Runner starts to execute scripts before client certs are generated (unable to resolve docker endpoint: open /certs/client/ca.pem)
Summary
We just updated our runners to use TLS for DIND. Now we have a very high failure rate on our CI jobs, because the runners are not able to generate the docker client certificates prior to starting the execution of the script
section of the job.
Steps to reproduce
- Use DIND service v19 or v20.
- Setup CI variables to enable TLS on a kubernetes runner.
- Create a trivial job that runs a docker command in the
script
section.
.gitlab-ci.yml
image: $REPO_URL/stage
services:
- docker:dind
variables:
DOCKER_HOST: tcp://localhost:2376
DOCKER_TLS_CERTDIR: "/certs"
DOCKER_TLS_VERIFY: 1
DOCKER_CERT_PATH: "$DOCKER_TLS_CERTDIR/client"
stages:
- test
test:
stage: test
tags:
- kube-exec
script:
- docker info
Actual behavior
At least 75% chance that the job will fail with unable to resolve docker endpoint: open /certs/client/ca.pem: no such file or directory
.
Expected behavior
The job should execute the docker command and complete successfully.
Relevant logs and/or screenshots
job log
Running with gitlab-runner 13.7.0 (943fc252)
on gitlab-runner-small-new-gitlab-runner-57496854f7-75972 1HpsWcrw
Resolving secrets
00:00
Preparing the "kubernetes" executor
00:00
Using Kubernetes namespace: gitlab
Using Kubernetes executor with image $REPO_URL/stage ...
Preparing environment
00:04
Waiting for pod gitlab/runner-1hpswcrw-project-209-concurrent-06bpt4 to be running, status is Pending
Running on runner-1hpswcrw-project-209-concurrent-06bpt4 via gitlab-runner-small-new-gitlab-runner-57496854f7-75972...
Getting source from Git repository
00:00
Fetching changes...
Initialized empty Git repository in /builds/externalci/ci_testing/.git/
Created fresh repository.
Checking out a53a00c7 as master...
Skipping Git submodules setup
Executing "step_script" stage of the job script
00:00
$ docker info
unable to resolve docker endpoint: open /certs/client/ca.pem: no such file or directory
Cleaning up file based variables
00:01
ERROR: Job failed: command terminated with exit code 1
I've found that by putting a sleep of 2-3 seconds before the first docker command, there is enough time for the docker client certs to be generated and then my CI jobs work correctly.
job log when using sleeps
Running with gitlab-runner 13.7.0 (943fc252)
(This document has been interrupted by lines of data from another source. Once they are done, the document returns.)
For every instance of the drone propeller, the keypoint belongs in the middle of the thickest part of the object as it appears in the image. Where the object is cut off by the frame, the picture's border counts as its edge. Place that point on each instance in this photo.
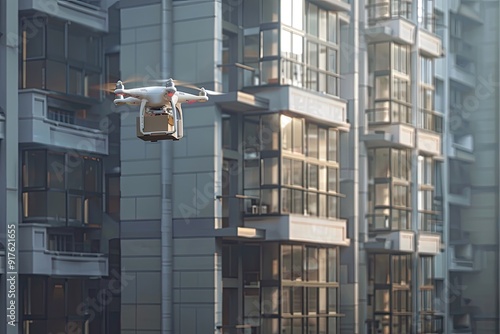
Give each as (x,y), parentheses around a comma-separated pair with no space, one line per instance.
(189,85)
(111,86)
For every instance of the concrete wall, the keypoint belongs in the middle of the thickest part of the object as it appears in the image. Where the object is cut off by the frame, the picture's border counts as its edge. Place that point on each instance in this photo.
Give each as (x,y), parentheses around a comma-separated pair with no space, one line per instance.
(140,206)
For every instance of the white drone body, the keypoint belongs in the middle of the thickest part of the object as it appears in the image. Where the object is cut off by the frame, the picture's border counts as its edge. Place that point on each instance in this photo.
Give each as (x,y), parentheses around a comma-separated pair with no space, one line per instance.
(160,112)
(157,97)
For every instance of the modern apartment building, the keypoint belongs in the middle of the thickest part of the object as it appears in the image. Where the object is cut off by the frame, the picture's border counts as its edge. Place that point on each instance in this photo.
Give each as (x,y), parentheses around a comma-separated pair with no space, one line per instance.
(346,182)
(60,213)
(468,84)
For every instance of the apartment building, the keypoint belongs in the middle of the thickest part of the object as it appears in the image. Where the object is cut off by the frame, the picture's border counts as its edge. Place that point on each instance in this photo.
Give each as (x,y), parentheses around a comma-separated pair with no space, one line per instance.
(468,80)
(346,182)
(60,168)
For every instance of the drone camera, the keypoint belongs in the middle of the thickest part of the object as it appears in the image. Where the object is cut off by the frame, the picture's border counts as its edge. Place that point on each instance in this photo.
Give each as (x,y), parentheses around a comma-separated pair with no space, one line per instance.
(119,85)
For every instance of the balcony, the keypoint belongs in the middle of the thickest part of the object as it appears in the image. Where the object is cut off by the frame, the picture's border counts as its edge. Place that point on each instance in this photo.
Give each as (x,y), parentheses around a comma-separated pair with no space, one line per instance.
(429,243)
(2,262)
(464,75)
(301,228)
(2,126)
(390,135)
(327,109)
(392,242)
(37,124)
(464,258)
(429,44)
(36,259)
(391,30)
(334,5)
(87,13)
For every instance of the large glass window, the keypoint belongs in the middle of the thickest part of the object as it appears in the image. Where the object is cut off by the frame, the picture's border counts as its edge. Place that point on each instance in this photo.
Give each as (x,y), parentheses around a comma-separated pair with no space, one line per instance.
(310,288)
(76,71)
(389,191)
(65,190)
(391,97)
(389,293)
(387,9)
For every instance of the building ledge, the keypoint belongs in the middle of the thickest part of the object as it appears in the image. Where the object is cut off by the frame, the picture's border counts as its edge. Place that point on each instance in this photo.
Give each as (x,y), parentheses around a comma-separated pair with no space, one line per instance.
(238,101)
(335,5)
(301,228)
(240,233)
(2,126)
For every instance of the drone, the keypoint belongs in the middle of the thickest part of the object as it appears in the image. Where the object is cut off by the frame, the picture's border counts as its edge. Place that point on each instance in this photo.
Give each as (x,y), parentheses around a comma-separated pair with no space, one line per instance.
(160,112)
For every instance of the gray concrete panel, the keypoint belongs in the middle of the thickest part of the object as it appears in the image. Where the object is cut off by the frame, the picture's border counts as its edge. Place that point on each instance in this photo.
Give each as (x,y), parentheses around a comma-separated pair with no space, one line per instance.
(196,279)
(149,208)
(148,59)
(194,165)
(184,188)
(140,167)
(140,247)
(201,140)
(148,317)
(187,320)
(129,292)
(194,263)
(133,149)
(197,296)
(127,208)
(190,227)
(194,246)
(128,316)
(140,15)
(145,185)
(148,287)
(141,263)
(204,29)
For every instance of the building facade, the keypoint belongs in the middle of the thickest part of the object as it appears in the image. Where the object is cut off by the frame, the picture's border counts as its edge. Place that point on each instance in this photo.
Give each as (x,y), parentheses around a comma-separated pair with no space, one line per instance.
(346,182)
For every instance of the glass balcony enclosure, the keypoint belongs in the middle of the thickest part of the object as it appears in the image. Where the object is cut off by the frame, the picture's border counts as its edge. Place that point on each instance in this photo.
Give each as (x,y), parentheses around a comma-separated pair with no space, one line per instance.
(61,189)
(285,42)
(292,165)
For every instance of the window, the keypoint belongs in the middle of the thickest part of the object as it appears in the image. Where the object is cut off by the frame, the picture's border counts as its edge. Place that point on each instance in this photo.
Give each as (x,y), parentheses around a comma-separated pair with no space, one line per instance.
(65,190)
(309,298)
(70,63)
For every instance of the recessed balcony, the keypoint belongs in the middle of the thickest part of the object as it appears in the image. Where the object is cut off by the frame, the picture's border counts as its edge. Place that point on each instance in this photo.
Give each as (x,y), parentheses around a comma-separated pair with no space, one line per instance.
(35,257)
(429,243)
(301,228)
(334,5)
(399,135)
(391,30)
(38,124)
(2,126)
(464,75)
(327,109)
(429,44)
(2,262)
(464,258)
(429,142)
(87,13)
(392,242)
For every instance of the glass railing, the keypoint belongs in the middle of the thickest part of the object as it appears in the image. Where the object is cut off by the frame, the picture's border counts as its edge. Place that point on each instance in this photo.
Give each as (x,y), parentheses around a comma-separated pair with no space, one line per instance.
(391,113)
(430,120)
(388,10)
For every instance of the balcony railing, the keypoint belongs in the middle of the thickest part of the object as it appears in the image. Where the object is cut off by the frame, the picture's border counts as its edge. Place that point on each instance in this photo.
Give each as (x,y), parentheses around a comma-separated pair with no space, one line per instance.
(430,120)
(384,11)
(430,222)
(235,76)
(392,113)
(400,221)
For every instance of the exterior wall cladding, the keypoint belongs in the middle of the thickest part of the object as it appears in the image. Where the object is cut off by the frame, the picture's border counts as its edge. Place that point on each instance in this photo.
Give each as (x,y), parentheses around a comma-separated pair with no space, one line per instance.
(346,182)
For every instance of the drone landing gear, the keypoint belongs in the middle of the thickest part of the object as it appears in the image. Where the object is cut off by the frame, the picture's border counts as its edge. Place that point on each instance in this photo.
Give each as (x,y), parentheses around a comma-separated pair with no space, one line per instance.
(161,124)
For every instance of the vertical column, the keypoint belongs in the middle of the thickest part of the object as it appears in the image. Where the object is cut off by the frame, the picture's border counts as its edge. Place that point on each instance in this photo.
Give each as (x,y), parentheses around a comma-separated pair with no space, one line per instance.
(349,280)
(9,288)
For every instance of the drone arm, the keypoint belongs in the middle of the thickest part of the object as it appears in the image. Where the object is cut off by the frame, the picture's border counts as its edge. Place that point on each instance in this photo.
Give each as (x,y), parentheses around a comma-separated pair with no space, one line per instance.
(184,97)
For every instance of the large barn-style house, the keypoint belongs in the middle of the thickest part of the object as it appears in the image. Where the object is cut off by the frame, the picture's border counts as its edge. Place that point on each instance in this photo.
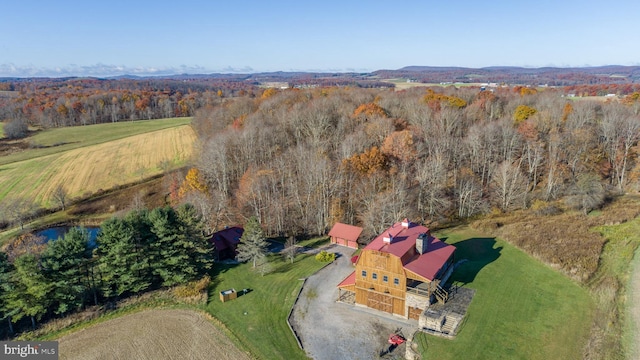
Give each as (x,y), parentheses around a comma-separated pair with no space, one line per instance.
(400,271)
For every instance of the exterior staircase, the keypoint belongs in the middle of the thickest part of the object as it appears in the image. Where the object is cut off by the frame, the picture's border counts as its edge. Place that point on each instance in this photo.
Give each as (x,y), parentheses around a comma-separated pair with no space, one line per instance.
(441,294)
(449,326)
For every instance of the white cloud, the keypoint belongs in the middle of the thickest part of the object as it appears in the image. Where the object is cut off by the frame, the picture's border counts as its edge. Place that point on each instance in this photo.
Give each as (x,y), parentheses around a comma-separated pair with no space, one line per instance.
(97,70)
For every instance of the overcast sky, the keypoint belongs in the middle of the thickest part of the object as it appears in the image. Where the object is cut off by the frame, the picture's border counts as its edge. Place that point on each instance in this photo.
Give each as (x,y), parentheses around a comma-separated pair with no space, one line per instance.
(102,38)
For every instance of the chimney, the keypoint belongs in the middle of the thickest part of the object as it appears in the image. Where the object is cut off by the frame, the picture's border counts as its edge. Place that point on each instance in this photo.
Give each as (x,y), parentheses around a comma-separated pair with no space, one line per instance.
(421,243)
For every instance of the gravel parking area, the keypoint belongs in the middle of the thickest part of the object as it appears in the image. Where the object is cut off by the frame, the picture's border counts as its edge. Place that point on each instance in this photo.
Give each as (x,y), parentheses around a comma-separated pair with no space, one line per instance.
(331,330)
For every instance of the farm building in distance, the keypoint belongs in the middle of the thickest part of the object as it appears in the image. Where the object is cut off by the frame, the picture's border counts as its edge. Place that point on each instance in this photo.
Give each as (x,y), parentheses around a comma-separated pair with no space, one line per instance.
(225,242)
(400,271)
(346,235)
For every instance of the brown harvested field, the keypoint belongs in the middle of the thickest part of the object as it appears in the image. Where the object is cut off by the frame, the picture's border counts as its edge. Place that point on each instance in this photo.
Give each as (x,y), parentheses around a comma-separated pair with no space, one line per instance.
(152,334)
(86,170)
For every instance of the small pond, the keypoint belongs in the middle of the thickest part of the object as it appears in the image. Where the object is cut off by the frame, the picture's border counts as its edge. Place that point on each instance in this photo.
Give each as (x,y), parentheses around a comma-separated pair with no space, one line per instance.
(53,233)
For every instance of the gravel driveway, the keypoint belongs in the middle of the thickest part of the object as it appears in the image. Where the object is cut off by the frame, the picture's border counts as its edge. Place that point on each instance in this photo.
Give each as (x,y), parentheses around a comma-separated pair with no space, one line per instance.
(331,330)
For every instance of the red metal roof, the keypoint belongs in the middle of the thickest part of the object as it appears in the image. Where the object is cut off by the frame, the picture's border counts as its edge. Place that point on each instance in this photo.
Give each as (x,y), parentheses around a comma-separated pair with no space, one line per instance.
(404,241)
(349,280)
(344,231)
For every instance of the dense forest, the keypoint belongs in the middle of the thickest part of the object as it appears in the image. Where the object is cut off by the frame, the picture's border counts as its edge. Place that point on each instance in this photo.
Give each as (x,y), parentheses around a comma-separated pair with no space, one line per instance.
(301,159)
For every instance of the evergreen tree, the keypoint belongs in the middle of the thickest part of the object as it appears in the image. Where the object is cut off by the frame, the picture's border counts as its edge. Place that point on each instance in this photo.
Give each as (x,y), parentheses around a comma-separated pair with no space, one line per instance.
(119,254)
(64,264)
(5,289)
(143,237)
(172,261)
(30,290)
(253,245)
(199,249)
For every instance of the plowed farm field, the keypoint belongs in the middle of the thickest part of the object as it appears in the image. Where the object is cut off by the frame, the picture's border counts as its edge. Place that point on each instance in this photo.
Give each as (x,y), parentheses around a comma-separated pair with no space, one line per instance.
(85,170)
(151,334)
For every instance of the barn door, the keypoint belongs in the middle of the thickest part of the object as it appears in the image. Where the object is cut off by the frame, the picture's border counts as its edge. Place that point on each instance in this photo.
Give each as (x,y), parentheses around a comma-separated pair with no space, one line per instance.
(380,302)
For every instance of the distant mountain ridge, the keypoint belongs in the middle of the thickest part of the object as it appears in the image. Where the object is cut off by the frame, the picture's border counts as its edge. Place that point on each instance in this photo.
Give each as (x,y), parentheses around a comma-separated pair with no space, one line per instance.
(552,76)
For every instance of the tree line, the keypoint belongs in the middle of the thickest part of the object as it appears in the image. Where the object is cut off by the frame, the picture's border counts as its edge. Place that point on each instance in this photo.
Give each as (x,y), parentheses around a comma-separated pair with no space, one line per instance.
(141,251)
(301,159)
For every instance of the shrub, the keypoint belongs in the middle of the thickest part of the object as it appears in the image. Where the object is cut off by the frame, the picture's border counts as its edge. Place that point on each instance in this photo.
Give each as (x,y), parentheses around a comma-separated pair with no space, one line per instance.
(324,256)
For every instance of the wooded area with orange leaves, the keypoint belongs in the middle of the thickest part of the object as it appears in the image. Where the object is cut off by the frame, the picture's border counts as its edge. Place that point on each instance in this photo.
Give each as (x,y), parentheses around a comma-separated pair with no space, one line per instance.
(301,159)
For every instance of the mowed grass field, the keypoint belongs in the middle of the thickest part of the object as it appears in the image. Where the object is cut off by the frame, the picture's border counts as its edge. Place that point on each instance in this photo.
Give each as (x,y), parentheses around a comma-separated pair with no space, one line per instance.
(151,334)
(522,309)
(258,318)
(106,160)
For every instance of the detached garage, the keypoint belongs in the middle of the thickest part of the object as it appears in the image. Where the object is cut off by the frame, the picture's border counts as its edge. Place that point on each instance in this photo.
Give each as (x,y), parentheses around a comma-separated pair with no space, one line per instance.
(345,235)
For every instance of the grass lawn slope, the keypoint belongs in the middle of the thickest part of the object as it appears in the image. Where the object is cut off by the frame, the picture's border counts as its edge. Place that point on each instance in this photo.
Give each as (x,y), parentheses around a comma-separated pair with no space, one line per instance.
(258,318)
(522,309)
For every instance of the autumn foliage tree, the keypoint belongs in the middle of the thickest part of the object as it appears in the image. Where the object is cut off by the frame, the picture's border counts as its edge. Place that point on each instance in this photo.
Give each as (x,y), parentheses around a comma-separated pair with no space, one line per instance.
(193,181)
(370,109)
(368,162)
(522,113)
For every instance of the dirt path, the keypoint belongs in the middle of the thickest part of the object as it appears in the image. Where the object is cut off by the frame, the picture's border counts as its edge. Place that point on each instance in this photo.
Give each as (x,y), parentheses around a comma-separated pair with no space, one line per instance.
(151,334)
(634,300)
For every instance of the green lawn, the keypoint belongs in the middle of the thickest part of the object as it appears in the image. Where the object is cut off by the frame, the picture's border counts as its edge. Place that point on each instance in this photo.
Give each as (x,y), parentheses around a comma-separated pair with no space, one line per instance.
(618,259)
(258,319)
(63,139)
(522,309)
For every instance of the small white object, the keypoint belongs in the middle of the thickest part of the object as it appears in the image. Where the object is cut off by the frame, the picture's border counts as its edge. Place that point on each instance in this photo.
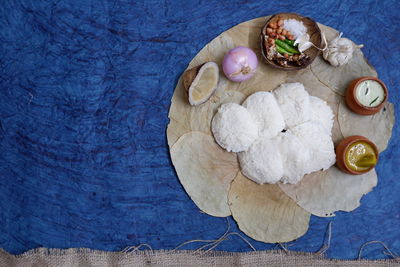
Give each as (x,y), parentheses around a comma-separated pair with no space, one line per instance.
(234,128)
(339,51)
(265,110)
(370,93)
(303,42)
(262,163)
(321,113)
(295,157)
(294,103)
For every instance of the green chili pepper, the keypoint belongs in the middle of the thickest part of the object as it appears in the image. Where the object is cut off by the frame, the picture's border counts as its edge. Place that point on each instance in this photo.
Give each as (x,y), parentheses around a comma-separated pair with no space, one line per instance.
(281,50)
(287,47)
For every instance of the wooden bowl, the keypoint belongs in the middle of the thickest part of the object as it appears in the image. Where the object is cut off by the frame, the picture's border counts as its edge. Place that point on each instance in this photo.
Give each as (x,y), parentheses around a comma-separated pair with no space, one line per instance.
(355,105)
(342,148)
(313,31)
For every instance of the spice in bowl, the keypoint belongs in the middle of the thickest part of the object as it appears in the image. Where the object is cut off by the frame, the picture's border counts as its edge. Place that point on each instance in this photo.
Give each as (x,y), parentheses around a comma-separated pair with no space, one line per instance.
(280,42)
(290,41)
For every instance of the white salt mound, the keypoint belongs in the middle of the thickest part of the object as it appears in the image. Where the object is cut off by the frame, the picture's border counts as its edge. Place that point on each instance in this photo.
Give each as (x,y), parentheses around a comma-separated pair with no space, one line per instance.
(320,112)
(265,110)
(234,128)
(295,157)
(294,103)
(314,137)
(262,162)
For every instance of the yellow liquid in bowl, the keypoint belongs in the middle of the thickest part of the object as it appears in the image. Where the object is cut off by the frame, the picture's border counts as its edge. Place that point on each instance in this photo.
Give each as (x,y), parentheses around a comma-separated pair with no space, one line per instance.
(360,156)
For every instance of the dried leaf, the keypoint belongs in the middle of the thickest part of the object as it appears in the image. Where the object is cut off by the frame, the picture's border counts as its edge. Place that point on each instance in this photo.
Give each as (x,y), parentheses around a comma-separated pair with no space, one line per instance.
(205,171)
(325,192)
(377,127)
(357,66)
(185,118)
(265,213)
(315,88)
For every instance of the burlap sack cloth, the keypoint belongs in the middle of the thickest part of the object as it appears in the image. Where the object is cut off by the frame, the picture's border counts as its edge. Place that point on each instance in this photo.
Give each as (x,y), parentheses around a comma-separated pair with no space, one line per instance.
(84,257)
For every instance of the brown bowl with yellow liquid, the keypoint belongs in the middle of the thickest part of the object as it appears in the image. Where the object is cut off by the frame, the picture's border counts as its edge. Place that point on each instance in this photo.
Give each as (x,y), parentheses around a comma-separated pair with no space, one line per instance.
(356,155)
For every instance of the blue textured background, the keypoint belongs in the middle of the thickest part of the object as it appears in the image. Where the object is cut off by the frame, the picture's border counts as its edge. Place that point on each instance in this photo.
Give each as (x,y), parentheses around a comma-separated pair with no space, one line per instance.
(85,88)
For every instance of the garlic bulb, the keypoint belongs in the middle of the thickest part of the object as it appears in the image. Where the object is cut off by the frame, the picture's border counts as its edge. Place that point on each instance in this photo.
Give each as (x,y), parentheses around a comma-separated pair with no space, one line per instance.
(339,51)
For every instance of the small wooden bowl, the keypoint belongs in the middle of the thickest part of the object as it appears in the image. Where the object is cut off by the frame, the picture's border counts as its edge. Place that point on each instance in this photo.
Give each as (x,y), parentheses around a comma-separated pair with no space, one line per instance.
(342,148)
(313,31)
(355,105)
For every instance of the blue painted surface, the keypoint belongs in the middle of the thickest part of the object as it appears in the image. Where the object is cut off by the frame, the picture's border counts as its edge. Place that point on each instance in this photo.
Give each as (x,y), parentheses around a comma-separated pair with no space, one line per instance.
(85,88)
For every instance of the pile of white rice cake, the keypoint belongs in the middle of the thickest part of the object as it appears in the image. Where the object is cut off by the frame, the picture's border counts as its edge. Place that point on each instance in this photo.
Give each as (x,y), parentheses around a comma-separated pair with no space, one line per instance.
(280,135)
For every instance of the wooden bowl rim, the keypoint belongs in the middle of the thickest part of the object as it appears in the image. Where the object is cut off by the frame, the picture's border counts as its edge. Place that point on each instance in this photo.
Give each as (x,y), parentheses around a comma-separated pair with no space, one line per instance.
(291,68)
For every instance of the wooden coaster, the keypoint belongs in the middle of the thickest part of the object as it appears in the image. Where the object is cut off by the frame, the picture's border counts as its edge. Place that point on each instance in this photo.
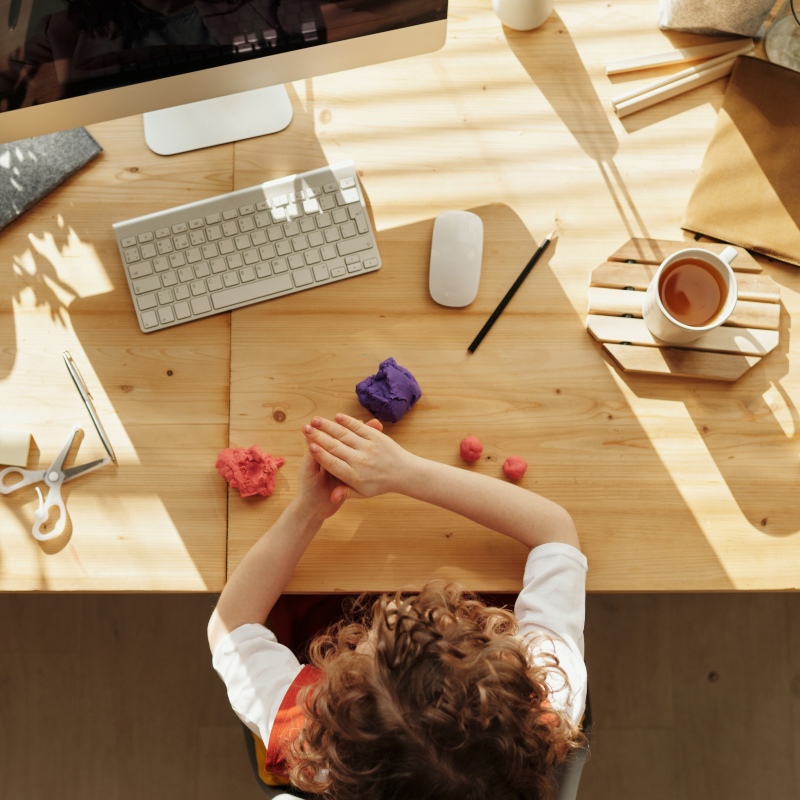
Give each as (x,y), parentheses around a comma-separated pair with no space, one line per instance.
(616,292)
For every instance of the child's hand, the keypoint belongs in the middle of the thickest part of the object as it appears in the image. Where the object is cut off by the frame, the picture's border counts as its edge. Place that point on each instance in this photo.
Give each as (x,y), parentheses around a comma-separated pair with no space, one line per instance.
(314,490)
(366,461)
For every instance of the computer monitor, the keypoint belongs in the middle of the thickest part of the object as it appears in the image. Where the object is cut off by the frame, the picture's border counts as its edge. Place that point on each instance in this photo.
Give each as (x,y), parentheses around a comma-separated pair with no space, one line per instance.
(203,72)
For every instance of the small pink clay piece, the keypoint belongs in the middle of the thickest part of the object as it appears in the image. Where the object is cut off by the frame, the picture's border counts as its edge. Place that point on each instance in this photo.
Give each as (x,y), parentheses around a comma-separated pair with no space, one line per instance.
(471,448)
(514,467)
(249,470)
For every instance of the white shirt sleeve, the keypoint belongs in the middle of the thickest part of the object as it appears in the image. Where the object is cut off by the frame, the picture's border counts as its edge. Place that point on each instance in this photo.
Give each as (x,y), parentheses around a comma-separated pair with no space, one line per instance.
(552,606)
(257,672)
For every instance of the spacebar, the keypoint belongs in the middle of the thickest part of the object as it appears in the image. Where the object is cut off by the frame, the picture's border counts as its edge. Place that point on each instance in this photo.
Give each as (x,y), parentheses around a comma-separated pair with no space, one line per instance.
(251,291)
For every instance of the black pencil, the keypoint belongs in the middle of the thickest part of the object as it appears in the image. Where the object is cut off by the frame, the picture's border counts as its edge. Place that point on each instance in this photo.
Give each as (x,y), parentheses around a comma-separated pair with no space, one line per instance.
(512,291)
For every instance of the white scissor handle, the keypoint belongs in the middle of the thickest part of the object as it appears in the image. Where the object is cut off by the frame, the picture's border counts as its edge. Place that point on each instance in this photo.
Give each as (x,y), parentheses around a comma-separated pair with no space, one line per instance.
(27,476)
(42,514)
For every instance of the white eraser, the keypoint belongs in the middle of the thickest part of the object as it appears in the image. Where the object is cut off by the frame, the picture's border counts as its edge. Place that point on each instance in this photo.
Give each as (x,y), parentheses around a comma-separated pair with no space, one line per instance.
(15,446)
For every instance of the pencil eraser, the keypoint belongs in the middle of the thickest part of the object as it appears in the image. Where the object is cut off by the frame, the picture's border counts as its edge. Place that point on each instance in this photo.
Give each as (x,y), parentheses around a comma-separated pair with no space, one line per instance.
(15,447)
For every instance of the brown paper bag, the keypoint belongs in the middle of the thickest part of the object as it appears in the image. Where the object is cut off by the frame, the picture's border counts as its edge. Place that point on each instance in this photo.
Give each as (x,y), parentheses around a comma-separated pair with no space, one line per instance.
(748,189)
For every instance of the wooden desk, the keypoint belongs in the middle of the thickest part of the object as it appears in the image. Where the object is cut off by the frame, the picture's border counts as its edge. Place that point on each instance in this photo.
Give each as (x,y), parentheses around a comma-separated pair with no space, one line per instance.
(157,520)
(675,485)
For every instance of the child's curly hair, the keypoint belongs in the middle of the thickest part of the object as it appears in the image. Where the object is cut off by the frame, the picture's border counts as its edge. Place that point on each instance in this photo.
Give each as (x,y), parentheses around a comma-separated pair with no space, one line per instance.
(432,695)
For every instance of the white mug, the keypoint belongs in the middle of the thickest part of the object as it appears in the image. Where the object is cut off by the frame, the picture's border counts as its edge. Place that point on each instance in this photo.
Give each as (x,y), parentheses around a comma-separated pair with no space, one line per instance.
(522,15)
(692,292)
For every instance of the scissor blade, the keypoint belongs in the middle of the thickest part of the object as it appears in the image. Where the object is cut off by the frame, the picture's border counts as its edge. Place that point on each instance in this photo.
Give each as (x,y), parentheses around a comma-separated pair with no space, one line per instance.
(80,469)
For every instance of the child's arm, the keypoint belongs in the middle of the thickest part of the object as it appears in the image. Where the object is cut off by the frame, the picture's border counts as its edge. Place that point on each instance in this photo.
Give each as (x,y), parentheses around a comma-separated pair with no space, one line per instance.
(369,463)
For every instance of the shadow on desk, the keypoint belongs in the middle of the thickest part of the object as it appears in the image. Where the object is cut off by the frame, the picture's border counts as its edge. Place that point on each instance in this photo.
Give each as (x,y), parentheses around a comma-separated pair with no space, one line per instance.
(748,427)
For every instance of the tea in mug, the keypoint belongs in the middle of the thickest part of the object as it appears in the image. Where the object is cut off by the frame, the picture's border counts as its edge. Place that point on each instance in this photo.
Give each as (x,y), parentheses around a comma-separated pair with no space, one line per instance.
(692,292)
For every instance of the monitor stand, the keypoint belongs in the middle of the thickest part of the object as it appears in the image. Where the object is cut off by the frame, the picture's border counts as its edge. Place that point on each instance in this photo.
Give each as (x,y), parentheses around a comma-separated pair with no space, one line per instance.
(217,121)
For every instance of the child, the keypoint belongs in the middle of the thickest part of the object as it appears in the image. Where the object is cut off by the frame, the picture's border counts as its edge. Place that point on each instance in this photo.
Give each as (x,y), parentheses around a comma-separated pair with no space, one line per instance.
(433,694)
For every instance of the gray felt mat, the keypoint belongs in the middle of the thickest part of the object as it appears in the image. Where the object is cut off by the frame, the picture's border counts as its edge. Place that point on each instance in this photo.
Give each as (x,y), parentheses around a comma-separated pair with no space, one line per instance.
(31,168)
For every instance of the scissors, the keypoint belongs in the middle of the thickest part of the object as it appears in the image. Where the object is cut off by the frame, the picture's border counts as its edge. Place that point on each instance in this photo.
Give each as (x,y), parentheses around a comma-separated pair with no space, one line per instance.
(53,477)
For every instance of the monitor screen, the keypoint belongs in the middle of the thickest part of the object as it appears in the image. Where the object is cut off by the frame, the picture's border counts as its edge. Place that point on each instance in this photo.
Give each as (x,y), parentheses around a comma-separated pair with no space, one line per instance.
(68,63)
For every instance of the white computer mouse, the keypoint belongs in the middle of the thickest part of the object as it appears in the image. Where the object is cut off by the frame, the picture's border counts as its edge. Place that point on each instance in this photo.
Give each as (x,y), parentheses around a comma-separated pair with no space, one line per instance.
(456,253)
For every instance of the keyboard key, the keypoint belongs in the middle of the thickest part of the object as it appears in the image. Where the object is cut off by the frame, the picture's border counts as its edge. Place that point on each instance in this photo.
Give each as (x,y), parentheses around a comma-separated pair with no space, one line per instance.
(303,277)
(149,284)
(347,196)
(354,245)
(140,270)
(251,291)
(201,305)
(149,319)
(146,301)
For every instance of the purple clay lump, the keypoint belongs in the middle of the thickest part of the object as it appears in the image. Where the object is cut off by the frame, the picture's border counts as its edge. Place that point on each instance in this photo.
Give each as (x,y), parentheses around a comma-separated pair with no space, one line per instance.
(390,392)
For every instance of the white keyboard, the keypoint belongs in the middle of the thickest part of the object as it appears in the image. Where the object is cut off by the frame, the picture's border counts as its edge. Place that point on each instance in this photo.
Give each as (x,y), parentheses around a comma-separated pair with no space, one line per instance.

on gitlab-runner-small-new-gitlab-runner-65d67fcb9c-p2l5q -VdBG-QW
Resolving secrets
00:00
Preparing the "kubernetes" executor
00:00
Using Kubernetes namespace: gitlab
Using Kubernetes executor with image $REPO_URL/stage ...
Preparing environment
00:03
Waiting for pod gitlab/runner--vdbg-qw-project-209-concurrent-0pvl9b to be running, status is Pending
Running on runner--vdbg-qw-project-209-concurrent-0pvl9b via gitlab-runner-small-new-gitlab-runner-65d67fcb9c-p2l5q...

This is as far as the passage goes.